Alec Guinness, méconnaissable avec son rictus sardonique et ses dents proéminentes, compose un professeur à la fois glaçant et grotesque. À ses côtés, un jeune Peter Sellers en gangster timide, Herbert Lom en psychopathe nerveux, Cecil Parker en gentleman dépassé et Danny Green en colosse attendrissant complètent un casting d’anthologie. Chacun joue sa partition à la perfection, comme un quintette déglingué. Et au centre de tout, Margaret Wilberforce, vieille dame faussement naïve, incarnée avec grâce par Katie Johnson : un personnage inoubliable. 

Londres y est filmé comme un décor presque surréel, gris, humide, avec ses brumes, ses briques et son éternel brouillard. Ce n’est pas le Londres des cartes postales, mais celui des petites gens, des marges, des pensions lugubres. Ce décor colle à merveille à l’atmosphère du film : un monde bancal, presque théâtral, l’absurde surgit à tout moment. 

La force de Tueurs de Dames tient aussi à sa structure simple et resserrée. On est presque dans une pièce de théâtre, un huis clos dynamité par l'invention constante. Chaque scène porte sa dose d’ironie, chaque plan prépare le suivant, dans une logique d’horlogerie narrative.

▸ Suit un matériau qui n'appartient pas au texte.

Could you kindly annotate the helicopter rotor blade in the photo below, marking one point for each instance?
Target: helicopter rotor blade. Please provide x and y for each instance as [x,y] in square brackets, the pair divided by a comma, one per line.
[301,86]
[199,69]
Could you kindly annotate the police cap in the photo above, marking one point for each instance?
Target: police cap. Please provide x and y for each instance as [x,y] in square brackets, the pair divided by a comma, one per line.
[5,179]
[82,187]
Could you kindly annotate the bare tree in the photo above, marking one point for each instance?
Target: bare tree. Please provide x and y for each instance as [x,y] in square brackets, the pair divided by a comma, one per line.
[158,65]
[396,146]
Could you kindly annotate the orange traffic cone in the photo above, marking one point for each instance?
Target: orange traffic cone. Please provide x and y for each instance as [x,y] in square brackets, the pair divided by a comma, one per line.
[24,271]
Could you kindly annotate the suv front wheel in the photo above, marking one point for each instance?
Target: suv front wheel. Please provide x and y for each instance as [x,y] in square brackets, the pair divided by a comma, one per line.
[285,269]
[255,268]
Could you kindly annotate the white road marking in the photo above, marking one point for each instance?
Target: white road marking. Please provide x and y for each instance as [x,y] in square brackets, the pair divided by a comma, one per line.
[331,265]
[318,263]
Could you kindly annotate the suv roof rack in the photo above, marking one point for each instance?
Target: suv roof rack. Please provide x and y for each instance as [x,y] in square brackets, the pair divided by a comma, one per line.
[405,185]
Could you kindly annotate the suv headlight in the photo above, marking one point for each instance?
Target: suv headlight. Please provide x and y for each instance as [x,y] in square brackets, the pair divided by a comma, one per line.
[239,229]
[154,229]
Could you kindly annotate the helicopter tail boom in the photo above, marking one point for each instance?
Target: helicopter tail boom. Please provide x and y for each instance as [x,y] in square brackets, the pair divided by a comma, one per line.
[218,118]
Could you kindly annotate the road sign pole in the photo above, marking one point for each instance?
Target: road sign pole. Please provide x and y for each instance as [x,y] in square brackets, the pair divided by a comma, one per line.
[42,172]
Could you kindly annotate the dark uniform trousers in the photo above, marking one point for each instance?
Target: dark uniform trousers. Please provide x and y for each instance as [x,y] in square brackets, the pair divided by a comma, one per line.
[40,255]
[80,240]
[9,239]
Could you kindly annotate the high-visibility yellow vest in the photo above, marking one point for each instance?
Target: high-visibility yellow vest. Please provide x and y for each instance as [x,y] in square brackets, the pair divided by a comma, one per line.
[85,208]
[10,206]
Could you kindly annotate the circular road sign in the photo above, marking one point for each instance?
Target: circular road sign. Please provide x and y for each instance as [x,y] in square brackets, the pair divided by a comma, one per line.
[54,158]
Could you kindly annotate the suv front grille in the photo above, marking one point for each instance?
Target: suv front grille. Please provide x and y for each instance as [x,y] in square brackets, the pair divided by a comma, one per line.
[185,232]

Et si l’on rit, c’est aussi parce que tout cela est très anglais : une distance pince-sans-rire, une politesse de façade, et une détonation soudaine. 

On ressort du film avec un sourire durable, celui que laissent les grands classiques. Tueurs de Dames ne cherche jamais à faire dans le spectaculaire ; il joue tout sur la finesse, l’absurde, la malice. C’est une comédie policière inversée, les méchants sont lamentables, la justice hasardeuse, et la vieille dame invincible — du moins moralement. 

Un film culte, précurseur à sa manière, et toujours aussi savoureux presque 70 ans plus tard. De ceux qui rappellent que le crime ne paie pas, surtout quand il se heurte à une vieille anglaise avec une théière et du caractère.